November 27, 2011 at 9:36 PM by Dr. Drang
When I got my first iPhone, I bought a case for it within a week or so. The aluminum back of the original iPhone felt cool and slippery to me, and I was sure it’d fall out of my hand someday. The case was less to protect the phone if I dropped it than to keep me from dropping it in the first place. The warm plastic of the case felt more secure in my hand.
I lot of people say the iPhone 4 and 4S are slippery, but they’ve never seemed that way to me—at least not in my hand. The glass isn’t quite as tacky to my fingers as the plastic case was, but I’ve never been nervous about it squirting out of my hand as I put it in or take it out of my pocket. So I’ve decided to keep my 4 uncased.

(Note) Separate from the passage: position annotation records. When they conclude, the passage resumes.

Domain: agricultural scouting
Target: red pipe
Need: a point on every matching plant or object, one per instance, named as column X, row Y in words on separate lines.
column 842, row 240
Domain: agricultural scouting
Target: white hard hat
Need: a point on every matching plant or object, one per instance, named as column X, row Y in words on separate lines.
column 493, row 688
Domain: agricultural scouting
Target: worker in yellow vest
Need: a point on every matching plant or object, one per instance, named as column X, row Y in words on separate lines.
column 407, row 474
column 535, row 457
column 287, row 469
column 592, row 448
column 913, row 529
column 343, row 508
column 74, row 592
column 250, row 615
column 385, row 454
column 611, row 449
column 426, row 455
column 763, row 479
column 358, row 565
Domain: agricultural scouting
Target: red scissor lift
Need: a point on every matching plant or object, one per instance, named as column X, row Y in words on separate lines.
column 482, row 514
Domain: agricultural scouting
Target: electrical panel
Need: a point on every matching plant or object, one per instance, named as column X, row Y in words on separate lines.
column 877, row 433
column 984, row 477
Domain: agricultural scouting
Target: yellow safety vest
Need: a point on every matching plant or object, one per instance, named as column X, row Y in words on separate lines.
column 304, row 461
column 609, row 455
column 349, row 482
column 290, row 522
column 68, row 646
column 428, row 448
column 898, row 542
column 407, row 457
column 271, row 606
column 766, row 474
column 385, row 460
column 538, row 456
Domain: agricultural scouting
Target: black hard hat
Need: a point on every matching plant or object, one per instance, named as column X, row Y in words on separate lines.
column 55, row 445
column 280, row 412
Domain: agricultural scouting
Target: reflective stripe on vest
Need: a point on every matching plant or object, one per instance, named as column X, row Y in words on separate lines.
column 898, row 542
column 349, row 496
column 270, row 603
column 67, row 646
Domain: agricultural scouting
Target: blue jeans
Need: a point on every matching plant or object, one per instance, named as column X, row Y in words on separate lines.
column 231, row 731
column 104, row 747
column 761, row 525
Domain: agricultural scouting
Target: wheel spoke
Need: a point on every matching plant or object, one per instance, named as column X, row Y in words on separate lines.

One place where the iPhone 4 is slippery, though, is my lap. Whenever I’m sitting somewhere that doesn’t have a table or desk, and I need to set my phone down on my lap to get at something else, the phone never stays still. It always tries to slide off my leg, and I’ve often looked like a fool in airport waiting areas, suddenly pulling my feet up and clamping my legs together to keep the phone from skating off onto the floor. Fortunately, I’m old enough to know that nobody really dies of embarrassment.
The texture of my MacBook Air (late 2010 edition) makes me nervous for two reasons. First, the aluminum body has that same cool feel that the back of the original iPhone had. There’s just something about it that puts me in mind of a fish or a wet ice cube. Whenever I have to pick it up with one hand, I squeeze extra hard.
Worse than the aluminum shell are the four hard plastic feet. When it was new, the Air would slide across a wooden desk like a hovercraft. I thought about buying some rubber stick-on feet, but the ones I saw were meant to be attached to flat surfaces, not the partial spheres on the bottom of the Air. So I did nothing and hoped that age and use would roughen up the feet and keep it from sliding so easily.
Which it has, sort of. The Air is now about a year old, and it isn’t nearly as skittish as it used to be. But it’ll still start to slip down my Bräda laptop desk if it I tilt it far enough.
The price of elegance is eternal vigilance.